Da molti autori il Game viene esaminato anche nel suo rapporto con il sistema capitalistico, considerando le due forze come interdipendenti, o addirittura il primo come un prodotto del secondo. Su questo tema i contributi più significativi sono quelli di Francesca Coin sul legame tra economia, disagi psichici e vita online; Elisa Cuter sulla femminilizzazione del nostro immaginario e sul modo in cui il capitale favorisce e approfitta di questo processo; Valerio Mattioli sul legame tra Game e neoliberismo. Quest’ultimo in particolare, il più polemico, rintraccia un’ideologia violenta e prevaricatrice fin dagli albori dello sviluppo della Silicon Valley:

«In The Game di Alessandro Baricco le rivoluzioni informatiche degli ultimi vent’anni atterrano su un pianeta neutro, […] che pare sospeso in un vuoto cosmico depurato di qualsiasi sistema valoriale e/o ideologia. E invece era esattamente un’ideologia quella da cui muoveva la Silicon Valley già negli Anni Novanta […] Ed era per giunta un’ideologia che aspirava al rango di ontologia e paradigma esistenziale: se l’essere umano è una specie razionale naturalmente in competizione coi suoi simili, ne consegue che il terreno di tale competizione diventa l’esistenza stessa – compresi i suoi aspetti più intimi e privati»

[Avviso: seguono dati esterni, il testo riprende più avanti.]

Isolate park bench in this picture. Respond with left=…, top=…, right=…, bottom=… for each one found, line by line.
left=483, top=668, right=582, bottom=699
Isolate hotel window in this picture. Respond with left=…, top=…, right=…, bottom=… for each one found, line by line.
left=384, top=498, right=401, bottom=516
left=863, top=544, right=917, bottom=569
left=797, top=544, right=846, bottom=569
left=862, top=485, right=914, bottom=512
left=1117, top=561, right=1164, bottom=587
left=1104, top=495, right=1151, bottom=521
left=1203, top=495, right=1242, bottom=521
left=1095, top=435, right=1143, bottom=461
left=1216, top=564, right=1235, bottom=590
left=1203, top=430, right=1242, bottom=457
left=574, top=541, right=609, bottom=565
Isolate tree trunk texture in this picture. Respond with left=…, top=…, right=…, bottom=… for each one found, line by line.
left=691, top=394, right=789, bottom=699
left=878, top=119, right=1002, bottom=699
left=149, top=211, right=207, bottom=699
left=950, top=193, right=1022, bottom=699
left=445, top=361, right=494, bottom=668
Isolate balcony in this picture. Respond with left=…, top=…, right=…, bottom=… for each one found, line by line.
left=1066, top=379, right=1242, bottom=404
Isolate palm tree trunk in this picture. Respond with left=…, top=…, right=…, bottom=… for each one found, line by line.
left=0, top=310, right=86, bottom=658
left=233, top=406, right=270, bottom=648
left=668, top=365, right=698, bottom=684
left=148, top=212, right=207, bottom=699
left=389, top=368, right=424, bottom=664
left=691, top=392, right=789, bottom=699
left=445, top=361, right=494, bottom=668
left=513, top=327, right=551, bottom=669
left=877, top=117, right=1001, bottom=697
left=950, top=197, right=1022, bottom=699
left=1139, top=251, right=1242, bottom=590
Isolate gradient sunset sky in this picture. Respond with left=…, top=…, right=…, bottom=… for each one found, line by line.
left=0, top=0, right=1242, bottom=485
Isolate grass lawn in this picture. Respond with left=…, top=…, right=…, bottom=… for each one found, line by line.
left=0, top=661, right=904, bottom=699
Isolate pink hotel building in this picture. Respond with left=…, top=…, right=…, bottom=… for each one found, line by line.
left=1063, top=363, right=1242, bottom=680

La postfazione di Baricco è però la vera cartina al tornasole del libro: oltre a prendersi i (giusti) meriti delle definizioni iniziali, riconosce le migliorie apportate al suo disegno dai nuovi contributi. Polemizza però, implicitamente proprio con Mattioli, sull’interpretazione socio-economica del Game, a suo dire non sbagliata ma riduttiva della complessità del fenomeno. Il dibattito però resta sempre sano e le idee ne escono rafforzate, come dovrebbe sempre essere e come certi libri, anche al tempo del Game, ancora riescono a fare.